Mr. Charles and former WTVG-TV, Channel 13, news anchor Jim Rudes were close friends who began their careers in the early 1950s working at the television station and WSPD Radio, which at that time were owned by Storer Broadcasting Co.
“Bill was one of the most gentle men I have ever known,” Mr. Rudes said. “He was a good interviewer, very fair.
“He was never confrontational. He always got what he was looking for and, I think, treated people with a great deal of respect.”
When Mr. Charles joined Channel 13, it was as a news anchor after graduating in 1953 from Kent State University. In his early years, he handled a variety of assignments, including being sent to cover the Democratic and Republican national conventions in 1968.
“He was a good guy, hardworking and easy to get along with,” said Chase Clements, a former news director and reporter for Channel 13 who recently retired from The Blade.
His friends chided him for years afterward about how his mild manner had somehow drawn a clubbing by police while in Chicago covering the Democratic convention, marked by repeated clashes between police and anti-war protestors.
“They sent him and a camera man there alone,” Mr. Clements said, recalling the days before live reporting via satellites. “The story was breaking so fast, and he had to be in so many places, by the time we got the film back from Chicago it would almost be an historical antidote.”
During the convention, a police officer hit Mr. Charles with a nightstick when he tried to explain he needed to cover the tumult outside the convention.
“My dad was such a meek and mild guy, but he got a billy club in the mouth,” Kim Chessman, his daughter, said. It left a bad bruise on the right side of his jaw and bloody lip, but nothing worse. “When he got home, the other newsmen presented him with a Purple Heart,” she said.

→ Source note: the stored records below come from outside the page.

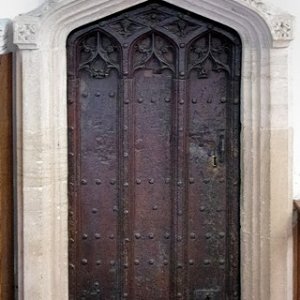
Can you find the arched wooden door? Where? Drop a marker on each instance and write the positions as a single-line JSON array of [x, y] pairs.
[[153, 116]]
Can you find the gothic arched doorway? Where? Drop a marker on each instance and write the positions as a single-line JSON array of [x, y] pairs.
[[154, 127]]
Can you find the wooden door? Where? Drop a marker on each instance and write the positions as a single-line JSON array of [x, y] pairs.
[[153, 112]]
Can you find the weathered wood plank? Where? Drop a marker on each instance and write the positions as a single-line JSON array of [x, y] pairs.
[[6, 180]]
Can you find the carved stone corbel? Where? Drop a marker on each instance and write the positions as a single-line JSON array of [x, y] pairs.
[[5, 36], [26, 31]]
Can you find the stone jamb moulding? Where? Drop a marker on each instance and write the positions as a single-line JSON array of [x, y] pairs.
[[5, 36], [266, 202]]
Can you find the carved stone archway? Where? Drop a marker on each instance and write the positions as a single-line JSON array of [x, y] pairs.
[[266, 206]]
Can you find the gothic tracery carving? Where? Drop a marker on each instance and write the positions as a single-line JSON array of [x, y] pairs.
[[99, 60]]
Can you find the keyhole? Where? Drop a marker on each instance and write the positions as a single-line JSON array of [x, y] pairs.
[[214, 159]]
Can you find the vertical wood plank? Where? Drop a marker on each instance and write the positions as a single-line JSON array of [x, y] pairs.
[[6, 180], [296, 237]]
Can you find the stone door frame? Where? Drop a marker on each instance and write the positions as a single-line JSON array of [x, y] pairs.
[[41, 141]]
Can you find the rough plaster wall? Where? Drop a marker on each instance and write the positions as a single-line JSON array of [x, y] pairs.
[[16, 7]]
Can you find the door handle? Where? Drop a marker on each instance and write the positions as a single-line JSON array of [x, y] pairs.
[[221, 148]]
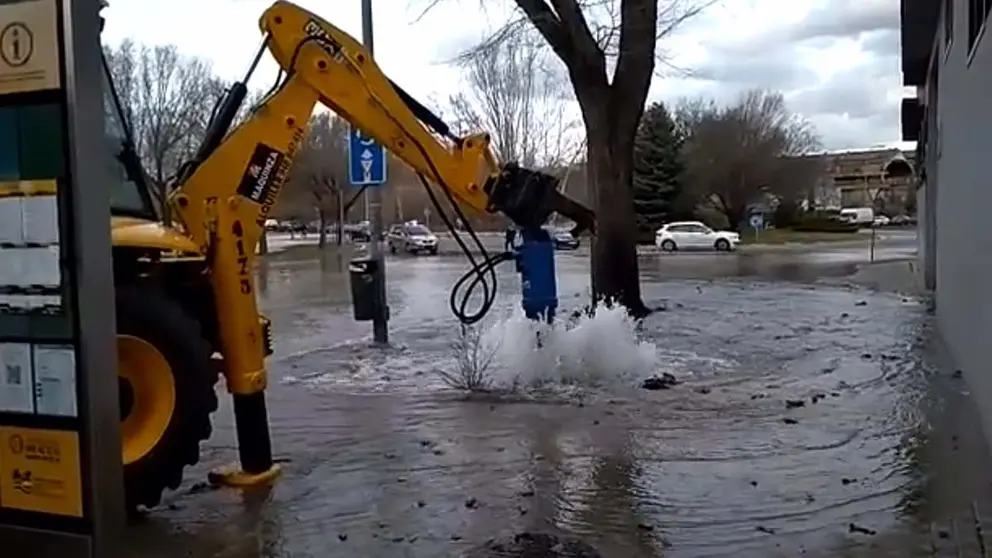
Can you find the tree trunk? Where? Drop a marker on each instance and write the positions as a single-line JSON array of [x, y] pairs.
[[322, 235], [615, 273], [340, 228]]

He attended the inauguration of President Nixon the following year, and was photographed in the Oval Office with the president and an area girl whose poster pleading for peace had been the subject of a news story by Mr. Charles.
Shortly thereafter, Mr. Charles became a sales manager at WSPD. In 1979, he returned to Channel 13 to sell advertising and do voiceovers for commercials.

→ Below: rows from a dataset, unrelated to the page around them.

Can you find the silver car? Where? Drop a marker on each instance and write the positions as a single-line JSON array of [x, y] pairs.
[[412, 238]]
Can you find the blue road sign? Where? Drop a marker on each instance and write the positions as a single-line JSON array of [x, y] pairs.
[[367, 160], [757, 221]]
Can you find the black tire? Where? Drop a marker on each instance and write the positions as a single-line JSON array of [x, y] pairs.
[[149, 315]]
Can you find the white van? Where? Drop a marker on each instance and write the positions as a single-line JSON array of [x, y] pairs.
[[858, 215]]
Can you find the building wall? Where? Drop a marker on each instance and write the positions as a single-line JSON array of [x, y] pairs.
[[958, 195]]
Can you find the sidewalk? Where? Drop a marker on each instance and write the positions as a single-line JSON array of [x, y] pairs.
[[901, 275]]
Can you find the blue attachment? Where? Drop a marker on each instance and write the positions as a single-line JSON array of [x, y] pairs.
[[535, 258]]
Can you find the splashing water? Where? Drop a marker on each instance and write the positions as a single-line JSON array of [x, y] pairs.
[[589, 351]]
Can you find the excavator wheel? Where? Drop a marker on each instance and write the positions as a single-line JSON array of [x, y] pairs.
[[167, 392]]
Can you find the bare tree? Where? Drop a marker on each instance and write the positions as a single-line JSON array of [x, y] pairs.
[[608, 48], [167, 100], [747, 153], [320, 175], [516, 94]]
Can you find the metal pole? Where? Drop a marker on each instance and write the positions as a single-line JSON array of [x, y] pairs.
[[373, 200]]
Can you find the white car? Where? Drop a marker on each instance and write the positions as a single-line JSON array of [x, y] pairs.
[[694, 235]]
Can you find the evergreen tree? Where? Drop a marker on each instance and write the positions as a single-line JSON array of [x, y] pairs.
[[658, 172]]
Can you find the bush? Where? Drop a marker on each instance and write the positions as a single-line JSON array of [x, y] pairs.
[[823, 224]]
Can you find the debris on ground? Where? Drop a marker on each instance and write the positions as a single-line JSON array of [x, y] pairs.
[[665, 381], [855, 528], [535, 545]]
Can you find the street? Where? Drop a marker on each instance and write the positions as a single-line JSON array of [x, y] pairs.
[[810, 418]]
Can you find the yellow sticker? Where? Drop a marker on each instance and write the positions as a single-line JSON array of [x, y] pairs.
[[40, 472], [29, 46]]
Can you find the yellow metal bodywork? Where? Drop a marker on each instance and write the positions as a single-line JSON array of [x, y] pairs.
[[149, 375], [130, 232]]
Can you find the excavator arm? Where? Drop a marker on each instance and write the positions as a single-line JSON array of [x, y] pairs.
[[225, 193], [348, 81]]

“People called him `the voice,'” said his wife, Cindi. “He had a very distinctive baritone voice.”
He retired in 1993 because of health problems but returned to the airwaves three years ago on WCWA with the Bill Charles show, which was broadcast weekdays from noon to 3 p.m. His last show was about three weeks ago. “He had so many people calling him welcoming him back, it was just overwhelming,” his wife said.
Mr. Charles was a former member of the Downtown Kiwanis Club and past president of the Reynolds Corners Exchange Club. He was a former board member of the Toledo Press Club and Southwest YMCA. He was active in public relations and marketing for the United Way, the local Red Cross, and Boy Scouts.

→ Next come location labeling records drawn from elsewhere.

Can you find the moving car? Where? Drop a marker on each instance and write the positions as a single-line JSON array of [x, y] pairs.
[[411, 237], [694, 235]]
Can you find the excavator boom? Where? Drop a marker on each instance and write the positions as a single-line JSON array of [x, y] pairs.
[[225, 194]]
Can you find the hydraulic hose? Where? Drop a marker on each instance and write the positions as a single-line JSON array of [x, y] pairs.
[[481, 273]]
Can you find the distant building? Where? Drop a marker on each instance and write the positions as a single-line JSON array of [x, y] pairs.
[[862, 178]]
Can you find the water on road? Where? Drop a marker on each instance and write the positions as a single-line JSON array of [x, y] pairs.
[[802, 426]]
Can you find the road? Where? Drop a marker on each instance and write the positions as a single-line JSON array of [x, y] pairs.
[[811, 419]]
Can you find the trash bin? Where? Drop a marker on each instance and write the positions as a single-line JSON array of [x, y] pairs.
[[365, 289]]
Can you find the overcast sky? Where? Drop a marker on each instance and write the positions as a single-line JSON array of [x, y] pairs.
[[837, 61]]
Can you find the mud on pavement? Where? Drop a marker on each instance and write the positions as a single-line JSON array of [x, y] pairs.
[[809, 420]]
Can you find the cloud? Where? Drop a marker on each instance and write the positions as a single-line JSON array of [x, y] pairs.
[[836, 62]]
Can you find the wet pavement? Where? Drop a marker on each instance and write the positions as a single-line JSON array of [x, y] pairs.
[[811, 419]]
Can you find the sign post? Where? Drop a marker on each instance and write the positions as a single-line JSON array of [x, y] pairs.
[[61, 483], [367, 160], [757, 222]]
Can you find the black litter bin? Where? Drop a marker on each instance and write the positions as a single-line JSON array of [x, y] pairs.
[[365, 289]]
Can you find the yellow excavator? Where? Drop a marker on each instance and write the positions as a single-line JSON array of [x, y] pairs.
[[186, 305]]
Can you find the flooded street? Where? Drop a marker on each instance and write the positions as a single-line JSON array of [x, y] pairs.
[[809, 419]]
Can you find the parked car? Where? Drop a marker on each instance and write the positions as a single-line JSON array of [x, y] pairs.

His first wife, Beverly, died in 1984.
Surviving are his wife, Cindi; daughters, Kim Kaseman, Lisa Charles-Giroux, Susan Jantzen, and Sarah Charles; stepsons, Kevin and Matthew Swan, and four grandchildren.
Services will be at 11 a.m. Wednesday at Little Flower Catholic Church. The body will be in the Walker Funeral Home after 2 p.m. today. The family requests tributes to the Toledo Choral Society, Grace Lutheran Church, Little Flower Church, or the Boy Scouts.